Cómo activar el “ejército intestinal” y proteger la salud después de las vacaciones

 


El cambio de año suele venir acompañado de celebraciones, viajes y modificaciones en la rutina diaria que impactan directamente en el sistema digestivo. Comidas a deshoras, mayor consumo de alcohol, alimentos más pesados y la exposición a agua y dietas distintas pueden generar molestias gastrointestinales frecuentes en esta temporada. Por eso, además de disfrutar los encuentros, resulta clave prestar atención a la salud intestinal para evitar que los excesos pasen factura al bienestar general.


Uno de los sistemas más sensibles a estos cambios es la microbiota intestinal, el conjunto de microorganismos que habita en el cuerpo y cumple funciones esenciales para la digestión y la inmunidad. Durante las vacaciones, el aumento en azúcares, carbohidratos y grasas, sumado a los desplazamientos, puede alterar este equilibrio. Cuando esto ocurre, el organismo responde con síntomas como distensión abdominal, gases, estreñimiento o diarrea.


Según Ramiro Cubillos, gerente médico de La Santé, en esta época es común que las consultas por malestares digestivos se incrementen. “Las comidas pesadas, los horarios irregulares y el alcohol irritan el intestino. Esto altera la microbiota y puede desencadenar síntomas que afectan la calidad de vida”, explica el especialista, quien subraya la importancia de prevenir antes de tratar.


El equilibrio de la microbiota cumple además un rol clave como barrera de protección. De acuerdo con Cubillos, este sistema funciona como un “blindaje inmunológico” con origen gastrointestinal, capaz de dar respuesta parcial frente a microorganismos hostiles y de influir positivamente en los hábitos y funciones digestivas. Cuando ese blindaje se debilita, el cuerpo queda más expuesto a infecciones y desórdenes funcionales.


Existen señales de alerta que indican la necesidad de fortalecer la salud intestinal tras la temporada de excesos.

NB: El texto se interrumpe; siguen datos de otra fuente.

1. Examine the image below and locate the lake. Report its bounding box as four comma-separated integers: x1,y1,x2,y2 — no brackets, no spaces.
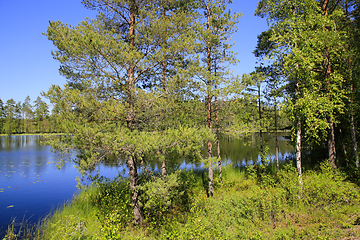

Entre ellas se encuentran el dolor o la distensión abdominal, cambios en el color, olor o consistencia de las heces, aumento de gases, alteraciones en la regularidad intestinal y el uso reciente de antibióticos, antiinflamatorios o antiácidos. Reconocer estos signos a tiempo permite actuar de manera preventiva.


En este contexto, los probióticos se convierten en un apoyo relevante, aunque no sustituyen la valoración médica ni son una solución única. Muchas personas encuentran alivio en su consumo para prevenir o reducir molestias como diarrea, estreñimiento o reflujo, especialmente cuando la alimentación cambia de forma brusca. Su utilidad depende de la cepa y del objetivo terapéutico.


“El punto clave es entender que no todos los probióticos sirven para lo mismo”, aclara Cubillos. Cepas como Saccharomyces boulardii han sido estudiadas para el manejo de diarreas asociadas al uso de antibióticos, mientras que Bacillus clausii se utiliza con frecuencia para ayudar a recuperar el equilibrio gastrointestinal. La elección debe ser informada y acorde a cada caso.


Organismos como la Organización Mundial de Gastroenterología respaldan el uso complementario de ciertos probióticos, al señalar que algunas cepas han demostrado beneficios en el manejo de diarreas agudas y desórdenes gastrointestinales funcionales. Siempre, eso sí, como parte de un enfoque integral que incluya hábitos saludables.


Para disfrutar la temporada sin malestar, los especialistas recomiendan moderar el consumo de alcohol y comidas muy condimentadas, mantener horarios relativamente estables, evitar la automedicación, hidratarse adecuadamente e incorporar probióticos cuando existan antecedentes digestivos. Con medidas conscientes y cuidado de la microbiota, es posible iniciar el nuevo año con equilibrio y bienestar intestinal.